# installation de macport



## JPIT (21 Janvier 2010)

bonjour.
Je suis nouveau dans le monde Mac (15 jours!).
Je rencontre des problèmes à l'installation de MacPort
Après avoir tapé : sudo port install qt4-mac j'obtiens le message d'erreur suivant : 


> --->  Computing dependencies for qt4-macError: Unable to execute port: can't read "build.cmd": Failed to locate 'make' in path: '/opt/local/bin:/opt/local/sbin:/bin:/sbin:/usr/bin:/usr/sbin' or at its MacPorts configuration time location, did you move it?

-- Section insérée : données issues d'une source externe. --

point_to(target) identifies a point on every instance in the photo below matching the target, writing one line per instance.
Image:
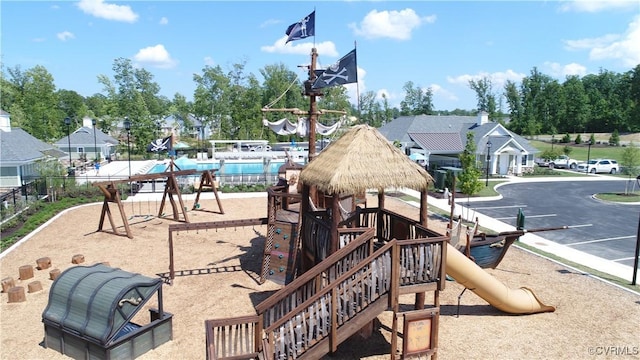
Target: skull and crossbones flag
(158, 145)
(345, 71)
(303, 28)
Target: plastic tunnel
(492, 290)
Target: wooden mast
(313, 106)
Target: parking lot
(603, 229)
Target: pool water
(230, 168)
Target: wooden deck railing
(323, 307)
(318, 277)
(234, 338)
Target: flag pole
(355, 46)
(171, 153)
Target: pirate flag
(345, 71)
(160, 145)
(303, 28)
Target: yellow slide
(474, 278)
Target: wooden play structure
(281, 242)
(351, 269)
(112, 195)
(90, 312)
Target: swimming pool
(228, 168)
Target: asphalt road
(607, 230)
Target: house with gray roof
(20, 154)
(88, 143)
(441, 139)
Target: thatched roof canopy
(363, 159)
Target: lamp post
(127, 126)
(95, 146)
(67, 122)
(488, 161)
(588, 156)
(636, 257)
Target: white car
(599, 166)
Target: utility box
(440, 176)
(90, 311)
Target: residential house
(88, 143)
(21, 153)
(443, 138)
(178, 126)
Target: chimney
(87, 122)
(5, 121)
(483, 118)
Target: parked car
(561, 162)
(599, 166)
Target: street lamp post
(67, 122)
(127, 126)
(488, 161)
(95, 145)
(588, 156)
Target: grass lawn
(581, 152)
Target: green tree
(210, 100)
(417, 101)
(485, 97)
(631, 160)
(468, 179)
(614, 139)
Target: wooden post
(7, 283)
(77, 259)
(34, 286)
(16, 294)
(26, 272)
(53, 274)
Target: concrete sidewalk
(531, 239)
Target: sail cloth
(345, 71)
(158, 145)
(301, 128)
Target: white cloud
(622, 47)
(100, 9)
(269, 22)
(390, 24)
(441, 92)
(560, 72)
(498, 79)
(208, 60)
(597, 5)
(156, 56)
(65, 35)
(327, 48)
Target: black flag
(160, 145)
(345, 71)
(303, 28)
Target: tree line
(230, 101)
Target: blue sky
(435, 44)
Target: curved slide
(492, 290)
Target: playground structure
(112, 195)
(353, 268)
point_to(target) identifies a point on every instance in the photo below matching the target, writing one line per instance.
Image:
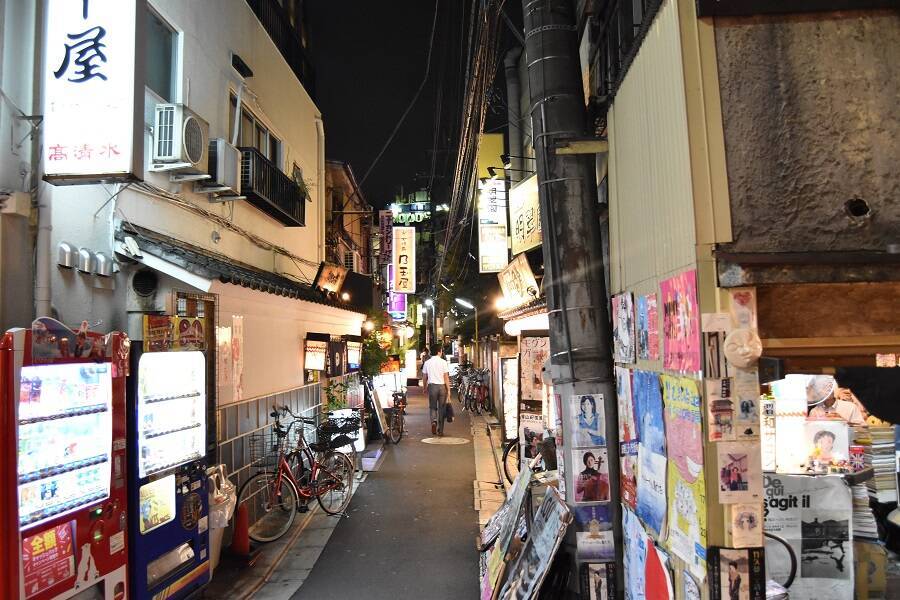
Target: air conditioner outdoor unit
(180, 140)
(224, 170)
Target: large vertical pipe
(580, 332)
(513, 114)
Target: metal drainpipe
(580, 332)
(513, 116)
(320, 184)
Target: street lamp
(466, 304)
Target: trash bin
(222, 500)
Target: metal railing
(275, 21)
(270, 190)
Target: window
(254, 133)
(160, 60)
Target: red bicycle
(279, 490)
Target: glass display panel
(64, 440)
(171, 410)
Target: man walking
(436, 379)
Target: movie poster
(651, 484)
(814, 514)
(635, 555)
(686, 482)
(681, 323)
(628, 443)
(647, 327)
(623, 327)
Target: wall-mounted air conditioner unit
(180, 140)
(224, 171)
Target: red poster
(48, 557)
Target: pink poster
(681, 322)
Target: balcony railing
(270, 190)
(275, 21)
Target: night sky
(370, 59)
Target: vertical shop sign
(385, 227)
(404, 253)
(493, 255)
(681, 323)
(91, 92)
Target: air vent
(145, 282)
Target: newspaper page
(814, 515)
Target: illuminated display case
(171, 410)
(65, 439)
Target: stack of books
(864, 525)
(881, 455)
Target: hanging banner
(517, 282)
(686, 482)
(91, 94)
(493, 254)
(681, 323)
(385, 227)
(404, 253)
(525, 215)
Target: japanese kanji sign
(404, 260)
(91, 117)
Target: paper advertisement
(814, 515)
(740, 472)
(746, 525)
(628, 443)
(681, 323)
(635, 555)
(623, 327)
(647, 327)
(651, 484)
(686, 482)
(591, 466)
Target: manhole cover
(445, 441)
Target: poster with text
(623, 327)
(740, 472)
(815, 516)
(651, 472)
(681, 323)
(628, 443)
(686, 482)
(635, 555)
(647, 327)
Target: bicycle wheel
(271, 511)
(395, 432)
(511, 460)
(334, 482)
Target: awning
(199, 267)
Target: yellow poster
(686, 483)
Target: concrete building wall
(811, 111)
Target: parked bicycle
(274, 494)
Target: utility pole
(580, 336)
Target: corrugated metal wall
(652, 233)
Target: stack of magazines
(880, 454)
(864, 525)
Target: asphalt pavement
(411, 527)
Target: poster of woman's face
(591, 466)
(588, 420)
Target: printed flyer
(628, 443)
(681, 323)
(623, 327)
(686, 482)
(814, 515)
(647, 326)
(651, 484)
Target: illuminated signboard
(405, 260)
(93, 126)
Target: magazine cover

Ce message ne m'inspire rien, mais j'espère qu'il sera plus parlant pour quelqu'un ici.
Merci


----------



## grumff (21 Janvier 2010)

Il faut que tu installes x-code, t'as pas les outils développeurs, et en particulier pas la commande make et les outils pour compiler.


----------



## JPIT (21 Janvier 2010)

J'ai déjà installé Xcode depuis le cd et j'ai téléchargé la dernière version (3.2.1).
Donc normalement pas de souci de ce côté.


----------



## grumff (21 Janvier 2010)

Pourtant il trouve pas make dans ton path, alors qu'il devrait être dans /usr/bin, c'est en tous cas ce que dit le message. Essaye de réparer les autorisation, ou regarde ce que te dit un ls -l /usr/bin pour voir si t'as bien les droits en exécution sur make. Ça parait louche.


----------



## ntx (21 Janvier 2010)

ou un "which make"


----------



## JPIT (22 Janvier 2010)

"which make" ... un grand silence blanc!
Pour les autorisations, make n'apparait pas dans la liste.
Il est clair qu'il n'est pas installé, mais pourquoi ? 
Je vais réinstaller Xcode depuis le CD pour voir.


----------